Accepted for/Published in: Journal of Medical Internet Research
Date Submitted: Aug 25, 2020
Date Accepted: Jan 18, 2021
Date Submitted to PubMed: Jan 19, 2021
Warning: This is an author submission that is not peer-reviewed or edited. Preprints - unless they show as "accepted" - should not be relied on to guide clinical practice or health-related behavior and should not be reported in news media as established information.
Hybrid Ubiquitous Coaching: Improving Home Exercises Adherence in Physiotherapy
ABSTRACT
Background:
Treatment non-adherence to home exercises leads to decreased clinical efficiency and is an important problem in physiotherapy.

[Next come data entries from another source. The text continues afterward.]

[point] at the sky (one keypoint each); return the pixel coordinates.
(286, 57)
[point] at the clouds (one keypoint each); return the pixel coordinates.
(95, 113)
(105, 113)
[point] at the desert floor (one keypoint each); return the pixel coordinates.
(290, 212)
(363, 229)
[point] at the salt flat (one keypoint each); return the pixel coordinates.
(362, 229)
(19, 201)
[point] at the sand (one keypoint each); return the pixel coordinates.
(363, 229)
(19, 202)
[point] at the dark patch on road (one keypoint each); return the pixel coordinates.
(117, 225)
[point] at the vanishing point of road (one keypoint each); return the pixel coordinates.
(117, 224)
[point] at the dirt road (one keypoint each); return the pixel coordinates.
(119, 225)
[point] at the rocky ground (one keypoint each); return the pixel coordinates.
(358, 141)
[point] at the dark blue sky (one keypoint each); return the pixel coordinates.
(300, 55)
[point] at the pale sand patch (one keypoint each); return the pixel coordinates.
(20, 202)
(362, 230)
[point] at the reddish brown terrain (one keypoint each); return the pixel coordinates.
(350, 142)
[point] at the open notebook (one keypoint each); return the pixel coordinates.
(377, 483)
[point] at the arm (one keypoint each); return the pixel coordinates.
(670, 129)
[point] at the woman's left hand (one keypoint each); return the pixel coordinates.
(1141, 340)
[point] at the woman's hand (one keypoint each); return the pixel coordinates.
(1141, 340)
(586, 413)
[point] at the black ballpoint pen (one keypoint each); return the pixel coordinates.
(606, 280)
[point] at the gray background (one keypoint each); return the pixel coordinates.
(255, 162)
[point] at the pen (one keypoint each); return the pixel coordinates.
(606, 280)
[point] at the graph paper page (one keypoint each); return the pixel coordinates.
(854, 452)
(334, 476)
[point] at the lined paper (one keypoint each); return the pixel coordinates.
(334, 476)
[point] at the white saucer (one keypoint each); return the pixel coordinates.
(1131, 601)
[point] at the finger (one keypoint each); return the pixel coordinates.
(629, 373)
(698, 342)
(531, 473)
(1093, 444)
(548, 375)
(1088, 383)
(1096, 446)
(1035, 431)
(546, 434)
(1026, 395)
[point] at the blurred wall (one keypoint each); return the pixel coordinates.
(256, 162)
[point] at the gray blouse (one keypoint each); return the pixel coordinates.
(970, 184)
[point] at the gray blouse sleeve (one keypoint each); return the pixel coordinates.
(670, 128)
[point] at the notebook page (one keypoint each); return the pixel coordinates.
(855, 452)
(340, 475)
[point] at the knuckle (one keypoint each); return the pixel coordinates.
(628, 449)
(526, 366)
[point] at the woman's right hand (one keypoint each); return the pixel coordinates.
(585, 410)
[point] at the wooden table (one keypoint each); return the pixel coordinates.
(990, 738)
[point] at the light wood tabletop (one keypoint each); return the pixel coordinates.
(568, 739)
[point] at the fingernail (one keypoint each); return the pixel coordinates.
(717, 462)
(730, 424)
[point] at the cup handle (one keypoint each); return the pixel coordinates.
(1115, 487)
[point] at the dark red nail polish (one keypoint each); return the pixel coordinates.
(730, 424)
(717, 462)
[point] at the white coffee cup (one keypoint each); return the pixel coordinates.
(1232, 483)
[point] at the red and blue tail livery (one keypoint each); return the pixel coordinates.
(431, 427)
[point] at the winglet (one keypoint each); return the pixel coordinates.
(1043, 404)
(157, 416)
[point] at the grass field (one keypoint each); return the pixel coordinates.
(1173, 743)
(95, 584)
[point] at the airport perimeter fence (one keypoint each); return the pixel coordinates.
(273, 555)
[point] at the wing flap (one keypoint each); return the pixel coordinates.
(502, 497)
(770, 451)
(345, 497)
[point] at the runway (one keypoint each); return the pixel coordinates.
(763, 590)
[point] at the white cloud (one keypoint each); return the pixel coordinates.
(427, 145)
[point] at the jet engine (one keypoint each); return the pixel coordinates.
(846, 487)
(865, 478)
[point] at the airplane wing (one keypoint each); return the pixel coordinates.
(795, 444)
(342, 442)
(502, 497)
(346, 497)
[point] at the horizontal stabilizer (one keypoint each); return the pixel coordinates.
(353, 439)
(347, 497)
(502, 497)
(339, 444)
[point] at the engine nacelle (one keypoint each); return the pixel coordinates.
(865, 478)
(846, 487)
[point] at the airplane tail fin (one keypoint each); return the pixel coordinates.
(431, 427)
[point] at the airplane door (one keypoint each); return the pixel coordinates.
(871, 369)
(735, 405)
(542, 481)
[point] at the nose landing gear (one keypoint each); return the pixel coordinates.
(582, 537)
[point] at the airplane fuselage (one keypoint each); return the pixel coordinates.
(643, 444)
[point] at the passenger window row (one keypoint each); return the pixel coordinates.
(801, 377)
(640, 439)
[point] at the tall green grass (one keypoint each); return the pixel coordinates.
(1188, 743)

It is the result of various factors, including limited motivation and social support.
Objective:
To improve adherence, we propose, implement, and assess the novel coaching concept hybrid ubiquitous coaching (HUC). In HUC, physiotherapists are complemented by a conversational agent (CA) that delivers psychoeducation and personalized motivational messages via a smartphone, as well as real-time exercise support, monitoring, and feedback in a hands-free augmented reality (AR) environment.
Methods:
Four design-and-evaluate loops were conducted by an interdisciplinary team to assess how HUC is perceived by patients and physiotherapists, and whether HUC leads to treatment adherence. A first version of HUC was evaluated by 35 physiotherapy patients in a lab setting to identify patients’ perceptions of HUC. In addition, 11 physiotherapists were interviewed about HUC and assessed whether the CA could help them build up a working alliance with their patients. A second version was then tested by 15 patients in a within-subject experiment to identify the ability of HUC to address adherence and to build a working alliance between the patient and the CA. Finally, a four-week N-of-1 trial was conducted to assess the long-term adherence and feasibility of HUC in the everyday life of one patient.
Results:
Patients perceived HUC to be useful, easy to use, and enjoyable, and preferred it to state-of-the-art approaches and expressed their intentions to use it. Moreover, patients built a working alliance with the CA. Physiotherapists saw a relative advantage of HUC compared to current approaches but initially did not see the potential in terms of a working alliance, which changed after seeing the results of HUC in the field. Qualitative feedback from patients indicated that they enjoyed doing the exercise with an AR-based CA and understood better how to do the exercise correctly with HUC. Moreover, physiotherapists highlighted that HUC would be helpful to use in the therapy process. The longitudinal field study resulted in an adherence rate of 92% and a substantial increase in exercise accuracy during the four weeks.
Conclusions:
The overall positive assessments from both patients and physiotherapists suggest that HUC is a promising tool to be applied in various disorders with a relevant set of home exercises. Future research, however, must implement a variety of exercises, and test HUC with patients suffering from different disorders.